Created 03-13-2019 09:48 PM
Hi at all,
I have a JSON in my FlowFile content like this
{ "headers": { "key_1":"value_1", ...... "key_n":"value_n"}, "info": { "key_1":"value_1", ...... "key_n":"value_n"}, "payload": { "key_1":"value_1", ...... "key_n":"value_n"} }
my aim in the flow is:
I've tried to implement the bullets 1 with EvaluateJSONPath processor and 2.1, 2.2, 3 bullets with AttributesToJSON processor but I've got this problem:
in AttributesToJSON if I use flow-file content as Destination the merge works but it writes headers, info and payload values like unique values instead of other key-value json object. Here an example:
{ "headers": "{\"key_1\":\"value_1\", ...... \"key_n\":\"value_n\"}]}}}", "info": "{\"key_1\":\"value_1\", ...... \"key_n\":\"value_n\"}]}}}", "payload": "{\"key_1\":\"value_1\", ...... \"key_n\":\"value_n\"}]}}}", "kafka.partition": "1" }
Any ideas?
Thank you!
Created 03-21-2019 12:55 PM
Instead of extracting the content into attributes (which will effectively turn the JSON objects into Strings), you should be able to add the core attributes using UpdateRecord or JoltTransformJSON/JoltTransformRecord. For the record processors, it looks like you could use the following schema for the reader:
{ "namespace": "nifi", "name": "myRecord", "type": "record", "fields": [ {"name": "headers","type": {"type": "map","values": "string"}}, {"name": "info","type": {"type": "map","values": "string"}}, {"name": "payload","type": {"type": "map","values": "string"}} ] }
For the subflow to add core attributes, you'd want the writer schema to include the additional fields such as kafka.partition, then in UpdateRecord for example, you could add a user-defined property /kafka.partition with value 1 (and Replacement Strategy "Literal Value"). If in the core attribute subflow you want to remove the payload field, you can just remove it from the writer schema, and it won't be included in the output. For example:
{ "namespace": "nifi", "name": "myRecord", "type": "record", "fields": [ {"name": "headers","type": {"type": "map","values": "string"}}, {"name": "info","type": {"type": "map","values": "string"}}, {"name": "uuid","type": "string"}, {"name": "kafka.topic","type": "string"}, {"name": "kafka.partition","type": "string"}, {"name": "kafka.offset","type": "long"} ] }
If I understand correctly, your headers+info+payload content would remain the same as the original. If instead you are trying to collapse all the key-value pairs from headers, info, etc. and possibly add core attributes, then JoltTransformJSON is probably the best choice. If that's what you meant please let me know and I'll help with the Jolt spec to do the transformation.

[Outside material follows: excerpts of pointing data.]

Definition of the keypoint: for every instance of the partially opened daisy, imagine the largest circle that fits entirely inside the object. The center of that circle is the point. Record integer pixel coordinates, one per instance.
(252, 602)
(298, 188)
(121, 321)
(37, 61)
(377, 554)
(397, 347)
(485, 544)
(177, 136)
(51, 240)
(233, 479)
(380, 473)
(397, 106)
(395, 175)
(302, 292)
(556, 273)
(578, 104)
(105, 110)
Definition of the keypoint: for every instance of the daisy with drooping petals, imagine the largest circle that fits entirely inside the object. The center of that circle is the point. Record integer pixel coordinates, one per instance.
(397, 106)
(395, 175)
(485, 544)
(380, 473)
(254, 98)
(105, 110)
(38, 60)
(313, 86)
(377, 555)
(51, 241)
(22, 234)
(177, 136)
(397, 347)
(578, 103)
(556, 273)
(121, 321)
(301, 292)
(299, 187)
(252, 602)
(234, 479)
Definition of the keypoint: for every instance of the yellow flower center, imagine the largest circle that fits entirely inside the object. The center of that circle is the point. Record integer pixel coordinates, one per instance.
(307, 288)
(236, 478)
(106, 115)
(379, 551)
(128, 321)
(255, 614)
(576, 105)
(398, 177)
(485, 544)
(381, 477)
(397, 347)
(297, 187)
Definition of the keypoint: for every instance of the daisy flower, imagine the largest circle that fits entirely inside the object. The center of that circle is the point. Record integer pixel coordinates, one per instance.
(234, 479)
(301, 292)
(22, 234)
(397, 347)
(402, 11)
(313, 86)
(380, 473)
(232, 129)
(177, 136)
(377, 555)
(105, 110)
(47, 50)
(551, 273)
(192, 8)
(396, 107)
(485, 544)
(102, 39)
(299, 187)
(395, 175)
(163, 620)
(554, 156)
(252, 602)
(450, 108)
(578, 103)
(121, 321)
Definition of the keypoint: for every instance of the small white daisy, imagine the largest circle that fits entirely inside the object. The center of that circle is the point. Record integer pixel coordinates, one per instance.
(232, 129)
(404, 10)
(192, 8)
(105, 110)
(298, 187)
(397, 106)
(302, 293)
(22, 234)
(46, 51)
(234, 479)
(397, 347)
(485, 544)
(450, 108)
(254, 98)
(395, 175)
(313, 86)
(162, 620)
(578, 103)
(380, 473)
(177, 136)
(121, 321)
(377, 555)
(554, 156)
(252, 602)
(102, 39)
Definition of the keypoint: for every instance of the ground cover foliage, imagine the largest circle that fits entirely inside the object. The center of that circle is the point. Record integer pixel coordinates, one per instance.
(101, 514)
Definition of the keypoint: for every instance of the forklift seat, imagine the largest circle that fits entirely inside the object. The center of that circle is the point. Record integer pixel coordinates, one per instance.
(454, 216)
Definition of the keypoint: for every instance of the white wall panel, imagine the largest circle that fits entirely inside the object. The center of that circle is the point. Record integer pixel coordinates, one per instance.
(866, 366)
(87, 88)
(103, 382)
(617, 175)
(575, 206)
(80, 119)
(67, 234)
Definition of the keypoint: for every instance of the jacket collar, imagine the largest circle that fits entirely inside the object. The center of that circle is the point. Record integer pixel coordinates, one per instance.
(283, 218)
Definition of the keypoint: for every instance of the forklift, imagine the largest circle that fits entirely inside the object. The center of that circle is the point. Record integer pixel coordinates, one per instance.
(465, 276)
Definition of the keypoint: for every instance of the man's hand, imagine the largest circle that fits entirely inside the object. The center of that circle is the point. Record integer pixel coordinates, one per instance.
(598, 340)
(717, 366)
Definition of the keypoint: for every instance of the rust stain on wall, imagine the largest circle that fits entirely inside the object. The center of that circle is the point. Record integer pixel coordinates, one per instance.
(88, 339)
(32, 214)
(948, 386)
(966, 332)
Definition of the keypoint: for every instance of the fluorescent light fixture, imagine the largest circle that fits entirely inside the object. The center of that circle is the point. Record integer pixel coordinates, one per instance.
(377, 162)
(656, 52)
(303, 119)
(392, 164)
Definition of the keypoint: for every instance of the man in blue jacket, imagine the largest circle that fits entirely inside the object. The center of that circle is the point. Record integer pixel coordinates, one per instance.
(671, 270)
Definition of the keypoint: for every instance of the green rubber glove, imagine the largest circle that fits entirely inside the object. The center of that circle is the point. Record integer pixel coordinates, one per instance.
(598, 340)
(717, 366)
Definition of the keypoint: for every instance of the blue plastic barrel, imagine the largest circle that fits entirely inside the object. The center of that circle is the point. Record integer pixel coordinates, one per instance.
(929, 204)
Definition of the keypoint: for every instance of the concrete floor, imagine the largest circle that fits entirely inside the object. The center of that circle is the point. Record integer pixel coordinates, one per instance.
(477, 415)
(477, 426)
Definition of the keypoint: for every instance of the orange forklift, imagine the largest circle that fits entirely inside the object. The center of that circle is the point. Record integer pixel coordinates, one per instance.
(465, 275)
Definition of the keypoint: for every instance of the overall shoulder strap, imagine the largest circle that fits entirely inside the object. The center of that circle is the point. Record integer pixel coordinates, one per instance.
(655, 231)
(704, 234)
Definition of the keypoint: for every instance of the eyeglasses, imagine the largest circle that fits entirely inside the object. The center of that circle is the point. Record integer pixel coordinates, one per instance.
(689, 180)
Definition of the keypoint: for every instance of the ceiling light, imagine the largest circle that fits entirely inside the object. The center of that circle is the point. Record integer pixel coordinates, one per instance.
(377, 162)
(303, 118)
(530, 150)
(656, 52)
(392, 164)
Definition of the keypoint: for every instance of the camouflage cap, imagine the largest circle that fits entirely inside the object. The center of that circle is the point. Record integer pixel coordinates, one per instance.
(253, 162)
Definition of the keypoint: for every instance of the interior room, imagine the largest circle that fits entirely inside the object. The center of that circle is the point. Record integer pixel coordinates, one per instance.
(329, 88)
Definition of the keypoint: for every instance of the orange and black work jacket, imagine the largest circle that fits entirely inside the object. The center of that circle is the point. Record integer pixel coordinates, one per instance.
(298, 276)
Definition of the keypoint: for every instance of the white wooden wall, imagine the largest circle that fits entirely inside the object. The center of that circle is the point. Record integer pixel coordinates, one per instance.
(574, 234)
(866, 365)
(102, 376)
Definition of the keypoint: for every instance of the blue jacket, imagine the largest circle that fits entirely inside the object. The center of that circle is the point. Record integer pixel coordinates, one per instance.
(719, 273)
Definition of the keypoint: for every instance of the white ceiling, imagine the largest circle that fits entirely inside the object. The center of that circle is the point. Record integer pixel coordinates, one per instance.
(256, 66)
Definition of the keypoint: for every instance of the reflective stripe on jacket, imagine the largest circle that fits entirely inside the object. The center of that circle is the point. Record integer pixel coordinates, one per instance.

Created 03-21-2019 12:55 PM
Instead of extracting the content into attributes (which will effectively turn the JSON objects into Strings), you should be able to add the core attributes using UpdateRecord or JoltTransformJSON/JoltTransformRecord. For the record processors, it looks like you could use the following schema for the reader:
{ "namespace": "nifi", "name": "myRecord", "type": "record", "fields": [ {"name": "headers","type": {"type": "map","values": "string"}}, {"name": "info","type": {"type": "map","values": "string"}}, {"name": "payload","type": {"type": "map","values": "string"}} ] }
For the subflow to add core attributes, you'd want the writer schema to include the additional fields such as kafka.partition, then in UpdateRecord for example, you could add a user-defined property /kafka.partition with value 1 (and Replacement Strategy "Literal Value"). If in the core attribute subflow you want to remove the payload field, you can just remove it from the writer schema, and it won't be included in the output. For example:
{ "namespace": "nifi", "name": "myRecord", "type": "record", "fields": [ {"name": "headers","type": {"type": "map","values": "string"}}, {"name": "info","type": {"type": "map","values": "string"}}, {"name": "uuid","type": "string"}, {"name": "kafka.topic","type": "string"}, {"name": "kafka.partition","type": "string"}, {"name": "kafka.offset","type": "long"} ] }
If I understand correctly, your headers+info+payload content would remain the same as the original. If instead you are trying to collapse all the key-value pairs from headers, info, etc. and possibly add core attributes, then JoltTransformJSON is probably the best choice. If that's what you meant please let me know and I'll help with the Jolt spec to do the transformation.
Created on 03-21-2019 03:56 PM - edited 08-17-2019 04:47 PM
Thanks @Matt. Actually Jolt Transformation is the the solution worked for me (reached few days ago, I'm looking for time to write my answer 🙂 ).
In my flow I route on an attribute if I want the payload or not and then I apply this Jolt spec:
[{ "operation": "shift", "spec": { "headers": "headers", "info": "info", "payLoad": "payLoad" } }, { "operation": "default", "spec": { "_kafka": { "offset": "${kafka.offset}", "partition": "${kafka.partition}", "topic": "${kafka.topic}", "key": "${kafka.key}" }, "_nifi": { "flowfileuuid": "${uuid}" } } }
]
Thanks to confirm this is the right way: I'm a newer to NiFi.